Could be an extra space or something… its easy to do.
I think that the Common pin is on the upper right corner of your relay, and the NO pin is the pin on the right of the bottom left pair. If you still have the packaging, it will have a schematic. Those are the two that you want to connect to your opener.
On the opener device, if you take a wire and short NO and Common for a second, does it trigger the device? If it doesn’t something else isn’t set up. If it does, your relay should be able to trigger it.
Yes, 12V to the actuator, not the Imp. You’ll need to sort out why the actuator doesn’t trip, or the Imp can’t do anything. I’m not at all familiar with the actuator so I can’t help you much there.
I GOT IT TO WORK!!! First off thank you for all of your help! Second off i am an idiot…i was forgetting that the picture on the package is reverse of what it is plugged in…
So I got brave and transferred everything from a breadboard to a perf board. After getting everything soldered in, I am running into a problem. The relay is not tripping… I have taken a multimeter and tested everything… I have 3.3 voltage going to the relay as I did before. I can even trip my actuator when I touch it to the normally closed portion on the relay. Can you think of any reason why the relay wouldn’t trip?
Test the voltage on Pin 9 while activating it. Does it go from 0 to 3.3V and back? Then test the voltage at the collector of the transistor while activating. What do you get when Pin 9 goes high and when it is low?
The pickup/dropout voltage for that relay is 3.5/0.25V, so somewhere between the breadboard and your perfboard, you lost a little something. I would probably try the following:
Check for bad/cold solder joints on the board. Use flux to help flow the solder nicely, as my guess is that you have lots of bridges.
Tie VIN to DC+ side of the coil, and not 3.3V, that should give you a larger drop.
You can also try dropping the resistor value, but I wouldn’t go below 680 Ohm, as I think that is where you will start drawing too much current from the Imp pin.
Maybe post a pic of the bottom of the board as well… I’ll take a look at that too.
Maybe resolder that joint where your resistor connects to the line going to the base of the transistor. I can’t see anything wrong so far, but you aren’t getting enough drop across your coil for some reason.

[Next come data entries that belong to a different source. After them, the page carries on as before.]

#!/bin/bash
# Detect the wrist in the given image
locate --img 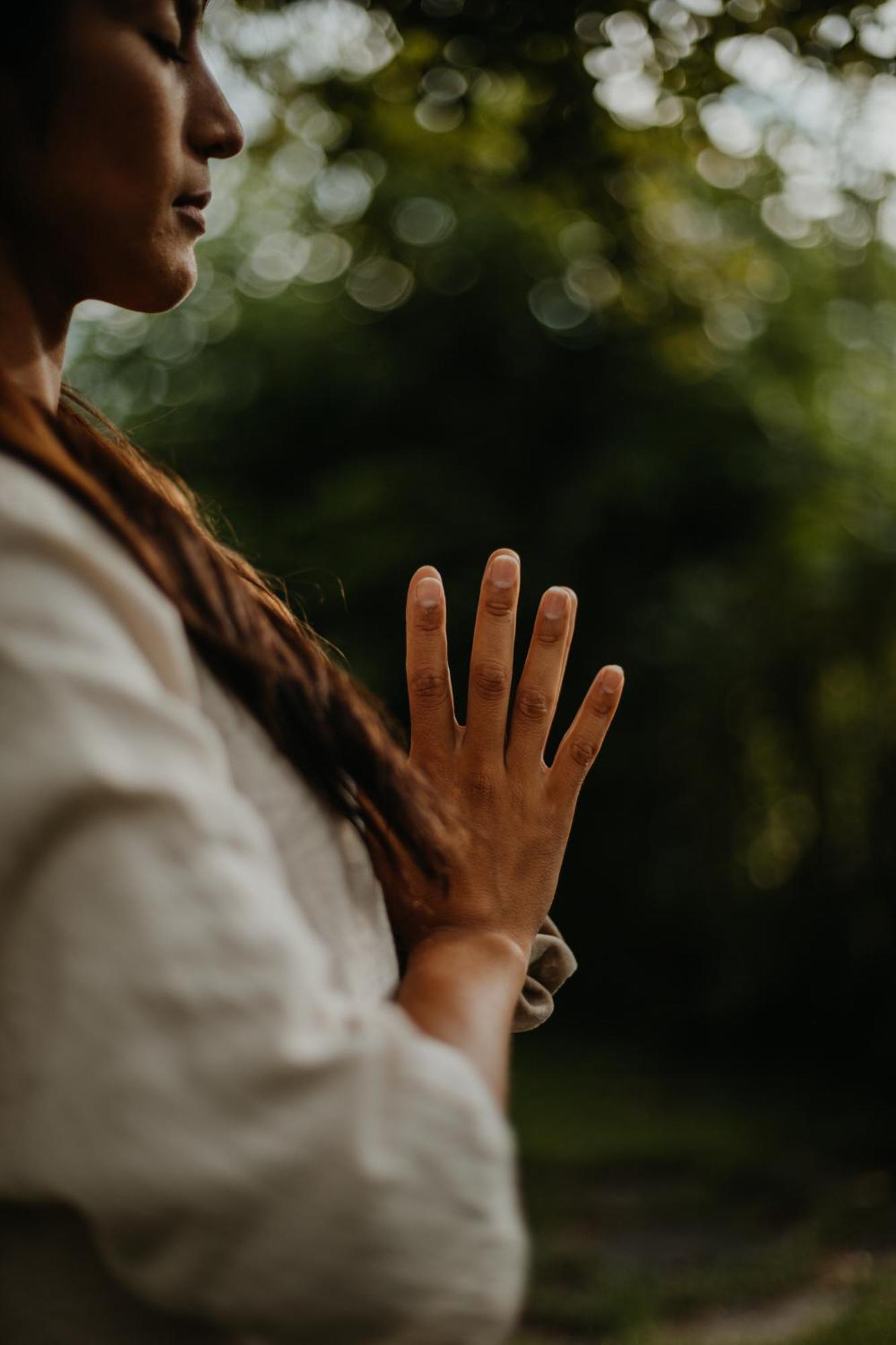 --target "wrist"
[407,925,529,986]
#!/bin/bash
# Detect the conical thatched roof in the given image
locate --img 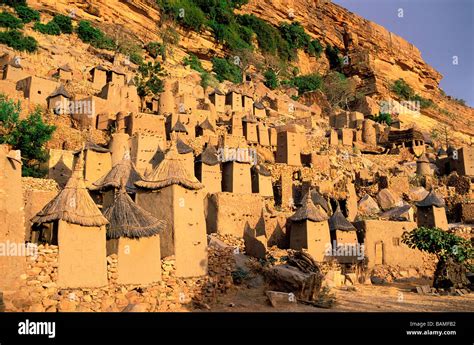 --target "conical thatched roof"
[104,186,166,239]
[310,190,329,213]
[290,193,329,222]
[329,205,356,231]
[31,154,108,226]
[197,144,219,165]
[171,116,188,133]
[176,138,194,155]
[135,143,204,189]
[252,164,272,176]
[48,84,71,98]
[415,190,444,207]
[90,158,142,193]
[199,117,216,133]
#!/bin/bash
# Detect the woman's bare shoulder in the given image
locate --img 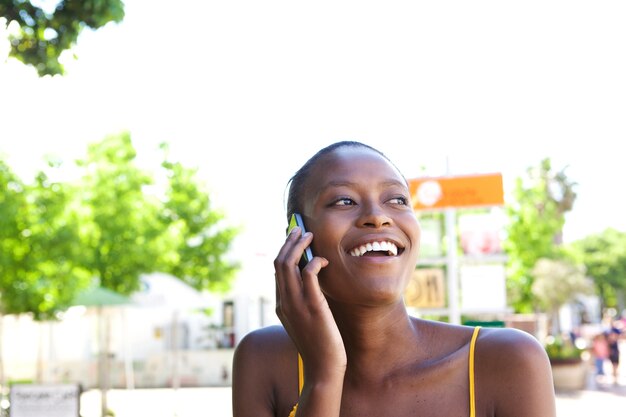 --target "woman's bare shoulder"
[475,328,554,416]
[235,326,297,362]
[232,326,298,417]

I like using the perfboards that already have busses, like your breadboard, then you don’t have to rely so much on solder bridges… its pretty easy to get a cold joint.
I’d also use VIN(5V) at the DC+ side of the coil. Per the datasheet, 3.3V technically shouldn’t work, but it is probably close enough to just flip it if everything is perfect. Just move the white wire over to VIN.
Yes, and yes. Notice the jumper on the April board. There are 3 pins. The pin on the left goes to the P+ pad, the middle pin is VIN, and the pin on the right goes to the DC+ pin on the USB port. When you put a jumper on a set of those pins, you are tying either the P+ pad to VIN, or the USB DC+ pin to VIN. You should use the P+,P- pads to connect a battery, because that puts a FET between your battery and VIN, so that if you accidentally reverse the lead, you won’t hurt the board or the Imp. However, you can attach a battery or power supply to VIN, and then you don’t even need to use a jumper.
In this case, leave the jumper covering VIN and USB. That allows your power supply to not only power the Imp, but also provide 5V to the DC+ side of the coil.